I know she considered him a “ball hog” and a “big baby,” because back during the time of the Sunday father/daughter radio gabfest, Kobe came on and she called him just that.

But as I recall, she finished that show singing his praises, impressed with Kobe’s ability to roll with the name-calling, and his willingness to laugh at his own expense.

“I don’t see that personality enough, the one I experienced on that Sunday -- that unguarded, charismatic personality,” she said. “I know he has it. I saw it back when he played that last game with Michael Jordan. I was there and he was playfully swatting Jordan and having a great old time. I want to see him have fun instead of scowling at everyone.

“He’s capable of that. I just don’t know why he doesn’t do it. Maybe he’s just a miserable person,” the daughter added, and I’ll provide her e-mail address if you’d like. “I know this, it’s so much more fun when a likable person scores 65.”

I reminded her that she does not have a husband and if she continues to bash Kobe, “you might never find one around here.”

Advertisement

“I don’t think I could marry someone who loved Kobe,” she said -- like she can afford to be picky at her age. “I could move to Miami. I’d be hot in Miami. Or Cleveland. They would love me in Cleveland.”

She’s been dating Andrew. After this, I figure he’ll dump her.

“He doesn’t like Kobe either,” she said, and I’ll provide Andrew’s e-mail address if you’d like. “He’s a Shaq man. My opinion of Kobe is capable of changing, but not his.”

She’s already changed her opinion once -- much like Jackson, who called Kobe uncoachable only to embrace him and now sound conflicted. As wishy-washy as Jackson has been, it appears the daughter and Phil would be great together.
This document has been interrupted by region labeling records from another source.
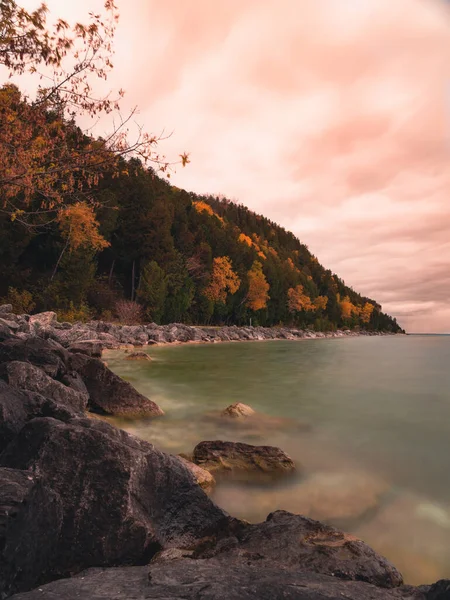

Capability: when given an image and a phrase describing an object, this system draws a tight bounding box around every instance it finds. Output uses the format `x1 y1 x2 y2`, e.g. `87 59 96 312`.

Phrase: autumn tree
137 260 167 323
0 0 188 227
204 256 241 304
246 260 270 310
288 285 316 313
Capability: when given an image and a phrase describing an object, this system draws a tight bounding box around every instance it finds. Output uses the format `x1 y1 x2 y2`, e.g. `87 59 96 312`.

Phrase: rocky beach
0 305 450 600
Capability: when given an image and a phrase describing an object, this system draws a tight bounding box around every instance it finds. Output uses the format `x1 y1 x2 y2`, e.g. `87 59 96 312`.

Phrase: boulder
0 468 62 598
0 304 13 315
3 361 88 412
0 337 69 378
70 354 164 417
7 558 428 600
193 440 295 479
126 351 152 361
0 418 232 576
178 455 216 492
0 379 76 452
221 402 255 419
68 340 103 358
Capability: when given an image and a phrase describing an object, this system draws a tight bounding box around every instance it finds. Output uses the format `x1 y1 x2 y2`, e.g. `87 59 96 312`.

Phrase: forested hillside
0 152 399 331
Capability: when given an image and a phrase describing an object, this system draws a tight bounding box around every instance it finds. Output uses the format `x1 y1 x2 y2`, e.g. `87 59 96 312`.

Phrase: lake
104 335 450 584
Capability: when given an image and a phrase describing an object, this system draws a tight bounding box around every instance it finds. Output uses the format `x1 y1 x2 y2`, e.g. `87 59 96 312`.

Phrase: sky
21 0 450 332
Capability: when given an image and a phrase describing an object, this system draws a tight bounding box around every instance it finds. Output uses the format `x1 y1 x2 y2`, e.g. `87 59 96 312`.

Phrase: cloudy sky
22 0 450 332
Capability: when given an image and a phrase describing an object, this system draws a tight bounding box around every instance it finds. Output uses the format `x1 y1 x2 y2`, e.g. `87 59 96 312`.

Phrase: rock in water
0 418 232 577
30 311 57 329
70 354 164 417
126 351 152 361
178 456 216 492
193 440 295 479
68 340 103 358
221 402 255 419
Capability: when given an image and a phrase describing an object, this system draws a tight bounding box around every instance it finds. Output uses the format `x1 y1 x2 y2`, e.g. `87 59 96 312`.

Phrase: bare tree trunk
131 260 135 301
50 235 70 281
108 258 116 287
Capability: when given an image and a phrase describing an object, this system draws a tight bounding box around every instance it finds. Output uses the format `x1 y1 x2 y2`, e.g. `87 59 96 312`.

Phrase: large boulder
221 402 255 419
2 361 88 411
0 468 62 599
68 340 103 358
30 311 57 329
6 558 428 600
0 418 232 575
0 337 69 378
178 456 216 492
193 440 295 479
0 379 76 452
70 354 164 417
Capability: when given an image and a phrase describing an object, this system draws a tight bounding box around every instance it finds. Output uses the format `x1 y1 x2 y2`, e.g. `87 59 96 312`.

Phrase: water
105 336 450 584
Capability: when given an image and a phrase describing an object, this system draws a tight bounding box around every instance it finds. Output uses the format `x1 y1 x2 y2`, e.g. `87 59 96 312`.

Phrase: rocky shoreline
0 307 450 600
0 305 395 349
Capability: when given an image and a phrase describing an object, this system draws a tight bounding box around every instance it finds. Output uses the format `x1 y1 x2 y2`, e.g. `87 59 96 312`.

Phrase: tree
288 285 316 313
137 260 167 323
0 0 189 227
246 260 270 310
204 256 241 304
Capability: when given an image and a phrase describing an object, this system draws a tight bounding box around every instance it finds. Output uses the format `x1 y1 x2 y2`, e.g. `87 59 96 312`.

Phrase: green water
105 336 450 583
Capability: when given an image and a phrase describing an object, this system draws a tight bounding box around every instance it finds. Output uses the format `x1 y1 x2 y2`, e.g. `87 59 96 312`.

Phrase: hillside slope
0 161 400 332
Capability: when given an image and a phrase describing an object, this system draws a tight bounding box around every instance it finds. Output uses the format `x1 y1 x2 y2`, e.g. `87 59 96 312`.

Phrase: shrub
0 287 36 315
56 302 92 323
116 300 144 325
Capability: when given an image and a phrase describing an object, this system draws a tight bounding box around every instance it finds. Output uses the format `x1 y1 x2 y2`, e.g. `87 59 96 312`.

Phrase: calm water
105 336 450 583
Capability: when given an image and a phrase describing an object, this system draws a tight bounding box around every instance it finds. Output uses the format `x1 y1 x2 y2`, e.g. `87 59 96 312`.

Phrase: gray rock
193 440 295 479
30 311 57 328
0 468 62 598
68 340 102 358
5 361 88 412
0 304 13 315
0 418 232 576
70 354 164 417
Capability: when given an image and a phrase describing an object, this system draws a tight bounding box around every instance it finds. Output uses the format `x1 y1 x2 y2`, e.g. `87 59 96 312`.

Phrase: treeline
0 152 400 331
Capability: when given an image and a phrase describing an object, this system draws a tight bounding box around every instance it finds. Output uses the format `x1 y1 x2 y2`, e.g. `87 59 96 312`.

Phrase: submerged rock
221 402 255 418
126 351 152 361
193 440 295 479
68 340 103 358
178 455 216 492
70 354 164 417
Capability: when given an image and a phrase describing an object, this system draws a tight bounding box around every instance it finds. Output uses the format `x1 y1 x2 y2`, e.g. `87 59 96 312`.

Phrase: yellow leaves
288 285 316 313
314 296 328 310
246 260 270 310
204 256 241 304
238 233 253 248
193 200 225 224
361 302 375 323
339 296 358 319
180 152 191 167
57 202 109 250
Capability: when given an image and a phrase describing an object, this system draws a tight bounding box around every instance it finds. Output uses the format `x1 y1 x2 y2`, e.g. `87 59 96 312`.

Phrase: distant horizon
15 0 450 333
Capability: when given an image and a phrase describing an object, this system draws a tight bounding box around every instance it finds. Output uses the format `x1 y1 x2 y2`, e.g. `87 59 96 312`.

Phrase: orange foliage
204 256 241 304
57 202 109 250
246 260 270 310
314 296 328 310
238 233 253 248
339 296 358 319
288 285 316 313
193 200 225 223
361 302 375 323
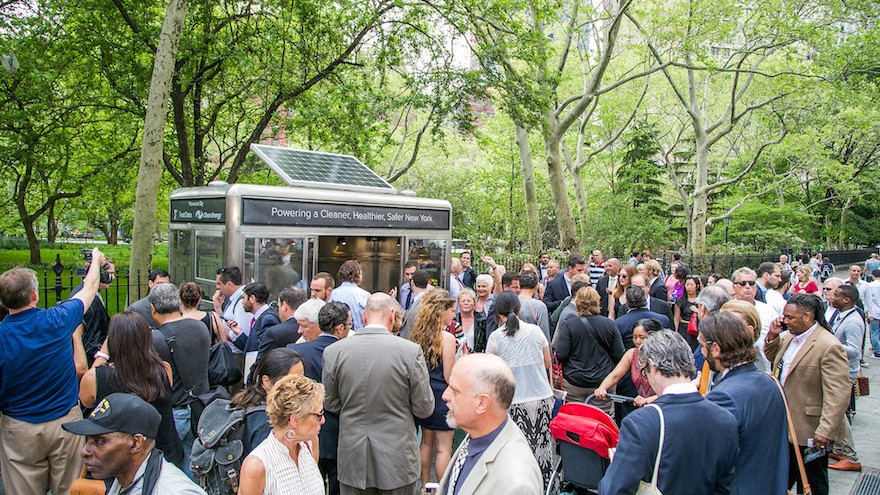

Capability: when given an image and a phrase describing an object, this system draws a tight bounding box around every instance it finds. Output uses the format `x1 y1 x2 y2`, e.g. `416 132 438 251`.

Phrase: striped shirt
250 433 324 495
590 263 605 288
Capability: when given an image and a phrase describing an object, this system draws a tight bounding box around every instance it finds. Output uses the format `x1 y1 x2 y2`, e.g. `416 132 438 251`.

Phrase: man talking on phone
764 294 851 495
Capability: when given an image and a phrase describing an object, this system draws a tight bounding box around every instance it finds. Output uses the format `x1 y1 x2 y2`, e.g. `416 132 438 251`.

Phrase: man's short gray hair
730 266 758 282
696 285 730 314
639 328 696 378
148 284 180 315
293 298 327 323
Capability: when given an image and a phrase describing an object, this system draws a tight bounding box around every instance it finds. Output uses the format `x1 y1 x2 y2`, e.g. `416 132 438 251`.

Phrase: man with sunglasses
730 266 779 371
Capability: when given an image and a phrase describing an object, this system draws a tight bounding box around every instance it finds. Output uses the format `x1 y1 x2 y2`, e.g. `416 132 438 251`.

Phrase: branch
706 184 788 227
694 121 788 196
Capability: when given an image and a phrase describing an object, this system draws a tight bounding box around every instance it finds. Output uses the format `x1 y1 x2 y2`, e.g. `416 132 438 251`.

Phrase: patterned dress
251 434 324 495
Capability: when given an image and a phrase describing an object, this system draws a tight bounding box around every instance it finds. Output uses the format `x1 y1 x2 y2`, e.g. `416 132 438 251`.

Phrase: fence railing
37 255 147 316
474 248 876 277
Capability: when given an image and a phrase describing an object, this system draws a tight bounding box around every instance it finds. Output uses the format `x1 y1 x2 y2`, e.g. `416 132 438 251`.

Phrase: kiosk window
406 239 447 288
168 230 194 283
244 237 308 300
196 233 225 299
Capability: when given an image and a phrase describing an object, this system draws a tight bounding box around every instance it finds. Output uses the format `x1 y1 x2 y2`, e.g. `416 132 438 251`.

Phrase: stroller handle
584 394 636 404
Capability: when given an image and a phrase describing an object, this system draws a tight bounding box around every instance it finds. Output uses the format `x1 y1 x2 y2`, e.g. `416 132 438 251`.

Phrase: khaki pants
0 407 85 495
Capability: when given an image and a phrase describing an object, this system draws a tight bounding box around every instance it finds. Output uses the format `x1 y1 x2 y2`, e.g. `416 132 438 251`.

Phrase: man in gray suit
437 353 544 495
323 293 434 495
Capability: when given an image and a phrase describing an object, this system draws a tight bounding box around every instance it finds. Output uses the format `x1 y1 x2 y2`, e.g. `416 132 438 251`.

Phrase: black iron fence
37 255 147 316
474 248 877 277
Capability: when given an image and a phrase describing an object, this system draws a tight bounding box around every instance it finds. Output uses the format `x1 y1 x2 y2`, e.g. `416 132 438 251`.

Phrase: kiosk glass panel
168 230 193 284
243 237 308 301
196 232 226 299
406 238 449 289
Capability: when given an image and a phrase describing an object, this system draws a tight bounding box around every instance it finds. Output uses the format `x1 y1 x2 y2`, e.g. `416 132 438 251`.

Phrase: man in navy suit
599 330 740 495
697 313 788 495
544 254 587 313
287 301 351 495
257 287 308 363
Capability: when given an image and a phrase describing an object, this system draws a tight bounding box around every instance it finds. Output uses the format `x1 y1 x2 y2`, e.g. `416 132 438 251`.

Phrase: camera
76 249 113 284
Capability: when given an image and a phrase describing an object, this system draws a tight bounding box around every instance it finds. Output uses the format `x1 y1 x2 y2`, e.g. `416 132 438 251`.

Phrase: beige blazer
323 325 434 490
437 416 544 495
764 327 852 446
“I think I might get on his nerves,” she said. “I’d want to know why he’s meditating and I don’t think you’re supposed to talk when someone is meditating. I also don’t like the smell of incense.”

Is there anyone she does like?

“I’ve been to the Clippers’ locker room as well as the Lakers’ and I love Elton Brand, Sam Cassell, Mike Dunleavy and Corey Maggette,” she said. “Those guys are fun. The Lakers just glare at you. Kobe walked right past me without acknowledging my existence.”
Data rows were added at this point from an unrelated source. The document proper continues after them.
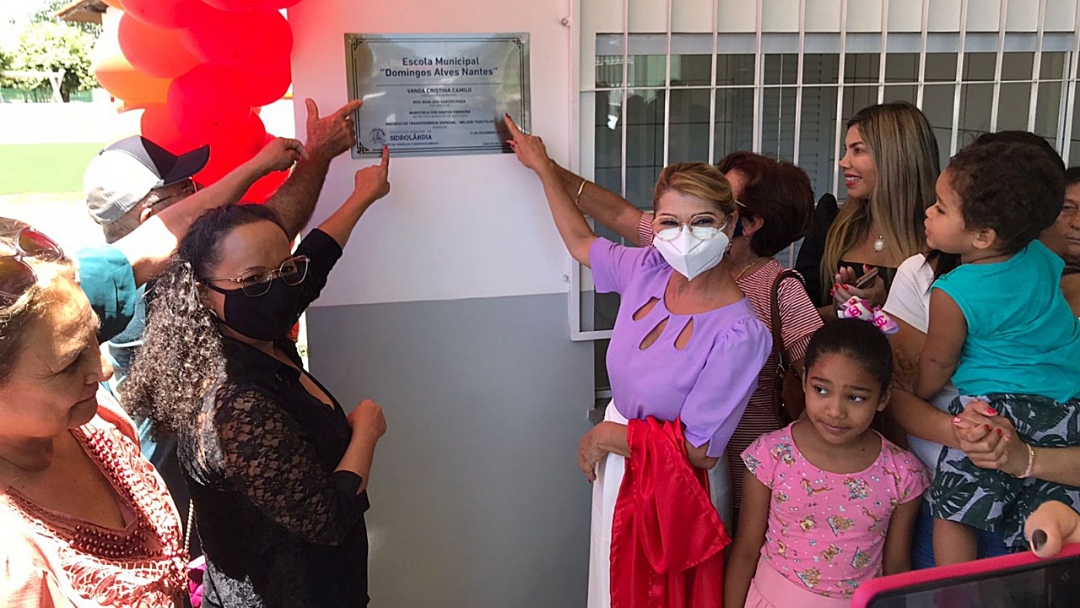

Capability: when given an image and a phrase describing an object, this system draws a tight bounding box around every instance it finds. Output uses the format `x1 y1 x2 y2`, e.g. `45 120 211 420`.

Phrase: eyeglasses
202 256 311 298
0 217 64 305
652 215 728 241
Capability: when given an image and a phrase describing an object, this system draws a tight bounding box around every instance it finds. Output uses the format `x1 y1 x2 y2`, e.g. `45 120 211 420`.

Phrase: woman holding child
886 133 1080 567
507 117 772 607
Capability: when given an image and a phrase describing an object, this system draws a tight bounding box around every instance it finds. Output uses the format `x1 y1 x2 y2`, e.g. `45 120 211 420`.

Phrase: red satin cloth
611 418 731 608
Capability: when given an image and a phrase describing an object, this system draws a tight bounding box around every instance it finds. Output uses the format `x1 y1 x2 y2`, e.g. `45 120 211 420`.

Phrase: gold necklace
735 256 764 281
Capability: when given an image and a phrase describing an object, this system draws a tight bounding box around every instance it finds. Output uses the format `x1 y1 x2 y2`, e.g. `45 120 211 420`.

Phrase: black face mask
219 279 302 341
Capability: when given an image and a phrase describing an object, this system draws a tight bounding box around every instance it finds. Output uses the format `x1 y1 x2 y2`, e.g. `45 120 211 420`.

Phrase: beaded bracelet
1021 444 1035 479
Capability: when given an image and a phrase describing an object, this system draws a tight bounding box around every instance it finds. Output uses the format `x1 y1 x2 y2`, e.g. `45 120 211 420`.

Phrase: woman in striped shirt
558 152 822 529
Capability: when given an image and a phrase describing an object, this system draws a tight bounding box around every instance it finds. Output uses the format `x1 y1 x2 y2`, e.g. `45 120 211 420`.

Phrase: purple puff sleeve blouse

Maybe he has a problem with women, I suggested.

“I’m not saying anything,” she said. “I know where to draw the line, but I think he has been different since Colorado. That’s when he became the guarded Kobe.

Advertisement

“I just want him to be a fun personality again. Take Cassell. He says some asinine things like ‘my guys,’ which gets my blood boiling, but you know where it’s coming from -- it’s that personality and it’s just Sam. Kobe could be like that too.

“But it’s so rehearsed with him, like that time he was on the ‘Best Damn Sports Show Period.’ Everybody just plays up to him, asking, ‘What’s your pet peeve?’ and he says, ‘Dog poop.’ Whipty-do.”
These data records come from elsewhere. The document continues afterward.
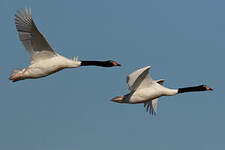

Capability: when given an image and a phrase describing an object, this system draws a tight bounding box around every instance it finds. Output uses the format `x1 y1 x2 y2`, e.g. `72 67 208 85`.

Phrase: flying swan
111 66 213 115
9 8 121 82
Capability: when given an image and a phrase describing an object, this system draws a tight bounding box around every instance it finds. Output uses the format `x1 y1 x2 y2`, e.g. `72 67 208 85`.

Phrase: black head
104 60 121 67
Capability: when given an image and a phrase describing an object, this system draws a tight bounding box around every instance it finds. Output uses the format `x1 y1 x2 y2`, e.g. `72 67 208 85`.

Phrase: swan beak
205 85 213 91
111 96 124 103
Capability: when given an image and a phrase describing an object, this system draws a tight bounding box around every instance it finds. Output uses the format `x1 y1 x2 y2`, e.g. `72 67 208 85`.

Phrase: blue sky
0 0 225 150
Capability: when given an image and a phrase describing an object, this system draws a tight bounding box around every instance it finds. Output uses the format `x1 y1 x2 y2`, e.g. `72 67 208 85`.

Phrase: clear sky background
0 0 225 150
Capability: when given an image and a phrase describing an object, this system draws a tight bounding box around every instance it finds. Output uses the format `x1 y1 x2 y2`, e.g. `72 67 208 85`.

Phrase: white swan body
112 66 212 115
9 8 121 82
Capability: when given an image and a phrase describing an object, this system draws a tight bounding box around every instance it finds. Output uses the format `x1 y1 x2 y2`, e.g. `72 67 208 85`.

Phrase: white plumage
9 8 120 82
112 66 212 115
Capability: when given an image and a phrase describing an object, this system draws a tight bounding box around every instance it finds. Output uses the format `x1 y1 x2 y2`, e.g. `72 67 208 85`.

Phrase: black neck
81 61 110 67
178 85 206 93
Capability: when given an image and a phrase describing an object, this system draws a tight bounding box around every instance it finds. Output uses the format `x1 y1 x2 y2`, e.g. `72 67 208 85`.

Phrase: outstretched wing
144 98 159 115
15 8 56 61
127 66 152 91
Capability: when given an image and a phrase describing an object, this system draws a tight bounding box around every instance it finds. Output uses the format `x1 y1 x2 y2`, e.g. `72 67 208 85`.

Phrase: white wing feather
15 8 56 63
127 66 152 91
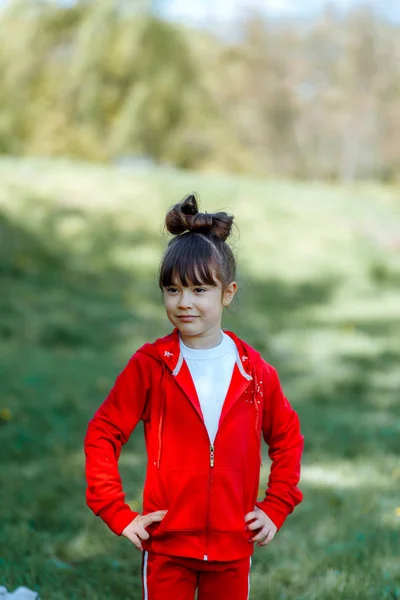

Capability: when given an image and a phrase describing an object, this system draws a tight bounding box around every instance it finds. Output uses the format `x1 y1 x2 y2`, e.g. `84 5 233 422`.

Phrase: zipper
204 444 215 560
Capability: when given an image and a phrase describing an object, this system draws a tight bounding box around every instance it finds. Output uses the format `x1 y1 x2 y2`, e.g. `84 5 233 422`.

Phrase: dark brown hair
159 194 236 289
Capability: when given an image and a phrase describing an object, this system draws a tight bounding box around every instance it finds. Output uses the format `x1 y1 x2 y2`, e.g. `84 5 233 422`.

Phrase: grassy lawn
0 159 400 600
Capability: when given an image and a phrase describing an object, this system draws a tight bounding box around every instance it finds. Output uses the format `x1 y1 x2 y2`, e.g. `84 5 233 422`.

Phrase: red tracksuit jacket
85 329 303 561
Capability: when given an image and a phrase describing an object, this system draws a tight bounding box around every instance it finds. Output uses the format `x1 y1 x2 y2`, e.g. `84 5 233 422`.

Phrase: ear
222 281 237 306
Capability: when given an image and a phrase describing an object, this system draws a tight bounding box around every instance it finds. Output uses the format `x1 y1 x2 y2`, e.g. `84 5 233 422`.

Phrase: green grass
0 159 400 600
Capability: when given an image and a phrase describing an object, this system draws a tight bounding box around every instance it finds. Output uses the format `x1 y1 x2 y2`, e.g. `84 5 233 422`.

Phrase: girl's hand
244 506 278 546
122 510 167 551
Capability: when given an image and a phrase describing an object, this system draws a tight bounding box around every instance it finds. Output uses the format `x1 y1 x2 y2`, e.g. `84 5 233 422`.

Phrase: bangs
159 234 220 288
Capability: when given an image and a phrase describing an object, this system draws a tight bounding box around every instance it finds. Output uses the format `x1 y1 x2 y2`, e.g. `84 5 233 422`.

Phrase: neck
179 329 222 350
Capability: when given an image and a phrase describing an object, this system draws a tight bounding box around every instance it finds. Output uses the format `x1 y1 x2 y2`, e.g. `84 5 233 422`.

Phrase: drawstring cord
157 363 167 469
252 367 262 465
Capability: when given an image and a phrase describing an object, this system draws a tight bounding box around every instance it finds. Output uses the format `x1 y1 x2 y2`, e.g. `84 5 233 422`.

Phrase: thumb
143 510 168 527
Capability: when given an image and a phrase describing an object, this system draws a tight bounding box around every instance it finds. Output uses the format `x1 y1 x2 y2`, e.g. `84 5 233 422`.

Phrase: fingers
251 525 269 542
244 510 257 523
125 531 143 552
142 510 168 527
258 531 275 546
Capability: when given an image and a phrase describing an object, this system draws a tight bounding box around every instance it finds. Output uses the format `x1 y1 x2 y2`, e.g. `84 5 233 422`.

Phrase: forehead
167 273 222 287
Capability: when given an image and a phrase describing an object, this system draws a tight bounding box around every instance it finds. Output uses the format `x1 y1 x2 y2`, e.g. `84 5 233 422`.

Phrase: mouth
178 315 198 322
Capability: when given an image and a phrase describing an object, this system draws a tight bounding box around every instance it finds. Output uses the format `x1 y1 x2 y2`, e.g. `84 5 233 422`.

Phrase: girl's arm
257 366 304 529
84 354 149 535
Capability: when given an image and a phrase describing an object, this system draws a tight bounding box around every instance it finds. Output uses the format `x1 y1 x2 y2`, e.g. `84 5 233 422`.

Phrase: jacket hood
138 328 261 378
138 328 261 468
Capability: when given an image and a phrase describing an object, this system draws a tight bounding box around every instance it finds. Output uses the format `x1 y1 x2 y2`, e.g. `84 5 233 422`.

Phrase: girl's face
163 281 237 348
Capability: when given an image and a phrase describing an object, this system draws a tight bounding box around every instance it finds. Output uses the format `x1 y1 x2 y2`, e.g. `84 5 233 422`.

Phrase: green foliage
0 159 400 600
0 0 400 181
“Shouldn’t it be, ‘Whipty-do-do?’ ” I said, a father’s job of educating his children a lifelong project.

“I just want to see Kobe laugh,” she said. “The other day he talked about his daughter not caring about him scoring 65 and just wanting to watch the Care Bears. There needs to be more of that.

“That’s why so many people forgave Shaq. He was just a big kid and you couldn’t help but smile every time he started to talk. He didn’t pretend to be anything that he wasn’t. OK, so he thought he was Superman....”

I’ve run out of space here, but that didn’t stop her from talking more.

Funny how they all start out being daddy’s little girl, only to grow up and take after their mother.